Choose Language Hide Translation Bar
Highlighted
ron_horne
Super User

Extracting a section of a webpage

Dear Members of the community,

I am trying to extract a section of text from a long and messy string. I would like to extract the description part of a YouTube video.

 

For example, in this video: https://youtu.be/yvoddqG-lm8 i would like to extract just the description part:

 

“Mia Stephens shows how to perform basic statistical analyses in JMP. She covers using Distribution to analyze data one variable at a time. Using Fit Y by X for analyses involving two variables, and using Fit Model for analyses involving more than two variables. She also reviews tools for summarizing and graphing data. This video is part three is a series on learning the basics of using JMP to make the most of your JMP 30-day free trial or your new JMP license. JMP Academic Ambassador Mia Stephens demonstrates how to navigate the JMP menus and data tables, import data into JMP, summarize and graph data and perform basic statistical analyses. This demo uses JMP 11, which will be available in September. See what's coming in JMP 11: http://www.jmp.com/software/preview-j...”

 

I manage to get the whole web page script as a string using the following command:

page = open (https://youtu.be/yvoddqG-lm8); 

I have noticed that the description part I am looking appears a few times in the page. In particular after these terms:

\\!"description\\!":{\\!"runs\\!":[{\\!"text\\!":\\!"
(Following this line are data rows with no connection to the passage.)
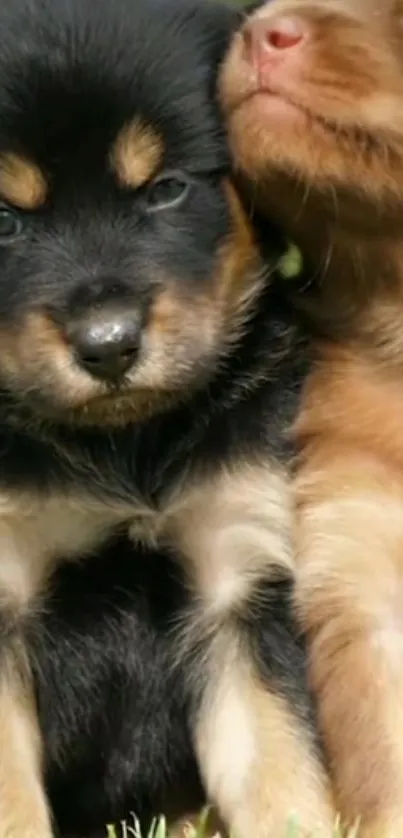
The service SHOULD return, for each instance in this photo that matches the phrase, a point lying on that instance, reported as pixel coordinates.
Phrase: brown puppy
(314, 97)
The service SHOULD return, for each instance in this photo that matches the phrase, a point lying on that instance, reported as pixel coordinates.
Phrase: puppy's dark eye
(167, 191)
(10, 224)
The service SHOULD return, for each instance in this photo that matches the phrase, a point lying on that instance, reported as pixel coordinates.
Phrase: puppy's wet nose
(106, 344)
(265, 37)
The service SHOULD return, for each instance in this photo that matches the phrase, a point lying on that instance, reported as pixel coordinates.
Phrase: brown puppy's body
(314, 93)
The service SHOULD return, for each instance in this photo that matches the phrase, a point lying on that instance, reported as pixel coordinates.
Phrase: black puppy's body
(149, 369)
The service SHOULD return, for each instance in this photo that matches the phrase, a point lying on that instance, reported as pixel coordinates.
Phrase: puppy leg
(23, 807)
(350, 599)
(257, 754)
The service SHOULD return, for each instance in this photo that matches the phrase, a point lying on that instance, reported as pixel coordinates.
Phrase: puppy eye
(10, 224)
(167, 191)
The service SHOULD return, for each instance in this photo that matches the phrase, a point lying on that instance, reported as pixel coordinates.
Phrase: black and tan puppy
(149, 369)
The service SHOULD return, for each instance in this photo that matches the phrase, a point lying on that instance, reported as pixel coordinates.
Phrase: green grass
(159, 829)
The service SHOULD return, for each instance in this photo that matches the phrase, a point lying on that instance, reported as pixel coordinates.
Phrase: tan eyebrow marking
(22, 183)
(136, 154)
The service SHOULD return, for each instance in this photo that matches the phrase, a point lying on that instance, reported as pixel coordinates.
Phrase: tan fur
(350, 581)
(23, 807)
(136, 154)
(332, 171)
(22, 183)
(233, 531)
(33, 532)
(230, 530)
(182, 328)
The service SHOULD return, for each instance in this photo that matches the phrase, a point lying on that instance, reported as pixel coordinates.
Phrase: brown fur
(242, 726)
(22, 183)
(136, 155)
(181, 326)
(337, 163)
Or: \\!"description\\!":{\\!"simpleText\\!":\\!"

 

Any suggestions ?

 

Am I in the right direction extracting the whole page code or is there a way to extract directly just the section I am looking for?

Thank you.

1 ACCEPTED SOLUTION

Accepted Solutions
Highlighted
Craige_Hales
Staff (Retired)

Re: Extracting a section of a webpage

You are trying to grab the text from a javascript json snippet. I think it will be easier to grab it from the HTML further down. I'm using . in place of quotation marks just to avoid \ escaping. This <div>...</div> works because there are no nested <div> within this one that would make it end early. Regex doesn't handle the nested structures by itself (but pattern matching can).

Note the div's id= is identifying the text you want, so it might be fairly robust, for a while.
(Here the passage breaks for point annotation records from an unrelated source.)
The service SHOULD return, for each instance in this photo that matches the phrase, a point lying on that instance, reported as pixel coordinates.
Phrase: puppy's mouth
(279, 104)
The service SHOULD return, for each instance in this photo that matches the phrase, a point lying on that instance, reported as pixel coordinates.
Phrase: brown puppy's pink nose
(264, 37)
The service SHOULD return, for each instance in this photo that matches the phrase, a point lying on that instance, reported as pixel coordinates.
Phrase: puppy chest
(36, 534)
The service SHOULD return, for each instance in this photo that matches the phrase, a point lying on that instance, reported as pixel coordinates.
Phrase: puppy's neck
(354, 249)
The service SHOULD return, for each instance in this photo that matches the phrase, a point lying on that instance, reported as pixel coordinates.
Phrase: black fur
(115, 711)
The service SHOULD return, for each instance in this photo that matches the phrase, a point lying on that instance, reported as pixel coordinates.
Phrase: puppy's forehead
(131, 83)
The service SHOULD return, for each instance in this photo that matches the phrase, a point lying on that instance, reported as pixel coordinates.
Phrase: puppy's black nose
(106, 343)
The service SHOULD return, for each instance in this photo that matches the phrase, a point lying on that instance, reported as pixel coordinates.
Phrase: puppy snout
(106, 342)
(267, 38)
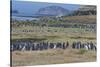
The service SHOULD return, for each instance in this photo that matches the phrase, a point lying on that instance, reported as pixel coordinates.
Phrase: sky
(29, 8)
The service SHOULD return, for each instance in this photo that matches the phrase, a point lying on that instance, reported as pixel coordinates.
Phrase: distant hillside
(85, 10)
(53, 10)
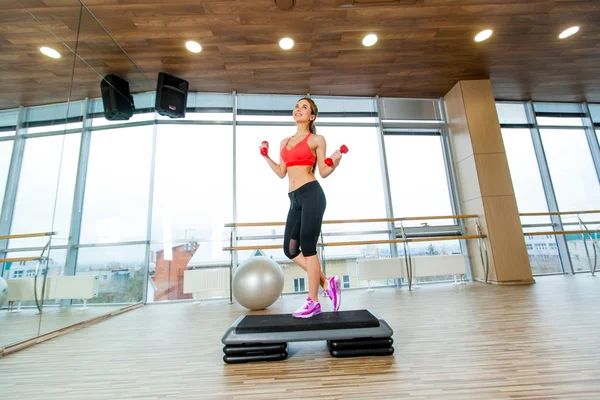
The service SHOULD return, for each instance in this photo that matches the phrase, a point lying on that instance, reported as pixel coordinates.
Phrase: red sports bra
(300, 154)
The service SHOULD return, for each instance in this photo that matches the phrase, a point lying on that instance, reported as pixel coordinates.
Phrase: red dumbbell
(264, 150)
(343, 150)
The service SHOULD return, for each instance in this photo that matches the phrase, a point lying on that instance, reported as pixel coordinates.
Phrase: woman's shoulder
(316, 138)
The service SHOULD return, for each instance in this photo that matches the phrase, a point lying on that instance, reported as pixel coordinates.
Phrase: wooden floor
(472, 341)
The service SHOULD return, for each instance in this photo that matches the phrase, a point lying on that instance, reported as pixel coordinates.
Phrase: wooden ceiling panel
(423, 49)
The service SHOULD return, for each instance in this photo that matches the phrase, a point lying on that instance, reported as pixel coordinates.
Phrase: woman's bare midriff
(300, 175)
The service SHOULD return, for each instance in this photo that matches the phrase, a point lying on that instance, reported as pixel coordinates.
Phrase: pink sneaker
(309, 309)
(334, 292)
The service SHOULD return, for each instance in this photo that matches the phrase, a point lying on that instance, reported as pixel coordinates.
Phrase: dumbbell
(263, 150)
(343, 150)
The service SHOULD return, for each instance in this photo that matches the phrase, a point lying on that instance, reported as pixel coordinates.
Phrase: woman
(299, 156)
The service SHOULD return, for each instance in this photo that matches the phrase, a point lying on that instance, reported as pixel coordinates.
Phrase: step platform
(265, 337)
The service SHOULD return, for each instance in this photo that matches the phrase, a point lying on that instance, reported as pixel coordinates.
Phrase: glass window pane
(44, 199)
(595, 111)
(572, 170)
(422, 194)
(581, 248)
(120, 272)
(51, 118)
(5, 157)
(193, 201)
(425, 193)
(115, 205)
(511, 113)
(525, 173)
(559, 121)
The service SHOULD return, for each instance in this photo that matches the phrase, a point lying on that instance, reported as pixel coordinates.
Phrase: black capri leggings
(303, 225)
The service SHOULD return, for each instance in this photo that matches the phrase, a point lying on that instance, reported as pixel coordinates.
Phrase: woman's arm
(321, 149)
(279, 169)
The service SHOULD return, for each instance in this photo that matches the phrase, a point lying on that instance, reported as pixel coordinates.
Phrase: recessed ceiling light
(286, 43)
(568, 32)
(192, 46)
(483, 35)
(370, 40)
(50, 52)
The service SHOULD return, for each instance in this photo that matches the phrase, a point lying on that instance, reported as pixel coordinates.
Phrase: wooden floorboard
(471, 341)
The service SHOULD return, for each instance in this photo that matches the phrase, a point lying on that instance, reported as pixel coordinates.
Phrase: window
(530, 195)
(193, 200)
(115, 205)
(346, 281)
(48, 173)
(299, 285)
(572, 170)
(120, 270)
(5, 156)
(8, 122)
(422, 194)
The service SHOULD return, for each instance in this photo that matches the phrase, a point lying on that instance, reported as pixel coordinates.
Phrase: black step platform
(348, 334)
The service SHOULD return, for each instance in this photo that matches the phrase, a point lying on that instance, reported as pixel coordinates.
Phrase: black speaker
(118, 102)
(171, 95)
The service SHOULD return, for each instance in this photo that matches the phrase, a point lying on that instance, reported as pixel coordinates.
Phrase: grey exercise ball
(257, 282)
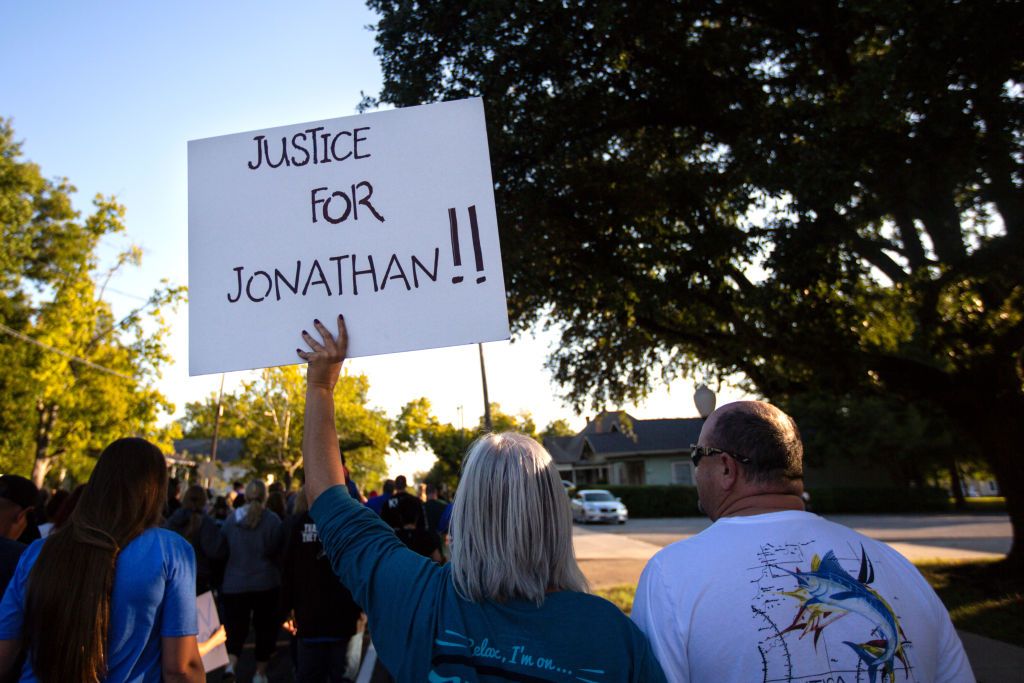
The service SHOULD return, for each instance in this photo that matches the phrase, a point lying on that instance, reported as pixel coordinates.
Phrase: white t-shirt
(788, 596)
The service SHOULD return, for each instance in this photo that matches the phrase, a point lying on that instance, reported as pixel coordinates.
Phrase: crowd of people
(100, 583)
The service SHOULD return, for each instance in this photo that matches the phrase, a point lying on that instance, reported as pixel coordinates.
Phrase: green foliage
(825, 198)
(908, 441)
(88, 377)
(992, 504)
(268, 414)
(654, 500)
(555, 428)
(417, 427)
(621, 596)
(870, 500)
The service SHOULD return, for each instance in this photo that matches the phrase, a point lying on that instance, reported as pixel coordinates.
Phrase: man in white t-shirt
(772, 593)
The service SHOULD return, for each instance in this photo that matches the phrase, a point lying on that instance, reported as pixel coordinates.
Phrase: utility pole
(216, 425)
(487, 425)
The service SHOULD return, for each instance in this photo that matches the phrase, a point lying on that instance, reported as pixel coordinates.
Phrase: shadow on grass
(986, 597)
page = open ("https://youtu.be/yvoddqG-lm8");

division = Regex ( page, "<div id=.watch-description-text. class=..>(.*?)</div","\1"  );
withouttags = regex(division,"<[^>]*>","",globalreplace);

"Mia Stephens shows how to perform basic statistical analyses in JMP. She covers using Distribution to analyze data one variable at a time. Using Fit Y by X for analyses involving two variables, and using Fit Model for analyses involving more than two variables. She also reviews tools for summarizing and graphing data.This video is part three is a series on learning the basics of using JMP to make the most of your JMP 30-day free trial or your new JMP license. JMP Academic Ambassador Mia Stephens demonstrates how to navigate the JMP menus and data tables, import data into JMP, summarize and graph data and perform basic statistical analyses. This demo uses JMP 11, which will be available in September. See what's coming in JMP 11: http://www.jmp.com/software/preview-j..."

Craige

View solution in original post

9 REPLIES 9
Highlighted
txnelson
Super User

Re: Extracting a section of a webpage

Ron,

I have written a couple of parsers on the order of what you appear to need.  I typically don't use an Open() function, but I use Loat Text File() to read in the file into a long string.  I then use Contains() to get to the starting point, and to Substr() the string of all characters after the offset returned from the Contains(). Since you are reading in an HTML file, you can use the structure of it's markup language to configure your start points and delimiters.

 

Best of luck

Jim
Highlighted
ron_horne
Super User

Re: Extracting a section of a webpage

Thank you, @txnelson  for the good directions. Using the most basic character functions I have managed to do this:

Names Default To Here( 1 );
page = open ("https://youtu.be/yvoddqG-lm8");

startingpoint = Contains( page, "description\\!":{\\!"simpleText\\!":\\!"" );
rightremain = Substr( page, startingpoint + 32, Length( page ) );
endpoint = Contains( rightremain, "\\!"},\\!"lengthSeconds" );
final = Substr( rightremain, 0, endpoint - 1 );

Show( final );

At this point, when I tried to duplicate this to other YouTube pages, I found out that the prefix and suffix for the full description are somewhat inconsistent so I would have to use a variety of them to find the correct startingpoint and endpoint for each.

Highlighted

Re: Extracting a section of a webpage

I like @txnelson suggestion. You could also use a regular expression on the character string. You could steal, er, I mean study the regex for HTML tags in the Text Explorer. Launch it on any column with character data. (You're not really analyzing text here.) Click the red triangle at the top of the platform and select Parsing Options > Customize Regex. There are several expressions related to HTML. Click the Add button (+) below the list of expressions to go to the library. Add the ones that have promising names. The editor will let you examine and modify the expressions. You will get immediate feedback with the sample text at the top or the examples in the definition.

 

This one might be as straight-forward as:

 

Names Default to Here( 1 );

page = Load Text File( "https://youtu.be/yvoddqG-lm8" );

description = Regex( page, "<meta name=\!"description\!" content=\!"(.+?)\!">", "\1" );

 

Like I said, I like the previous suggestion. But it is good to have options.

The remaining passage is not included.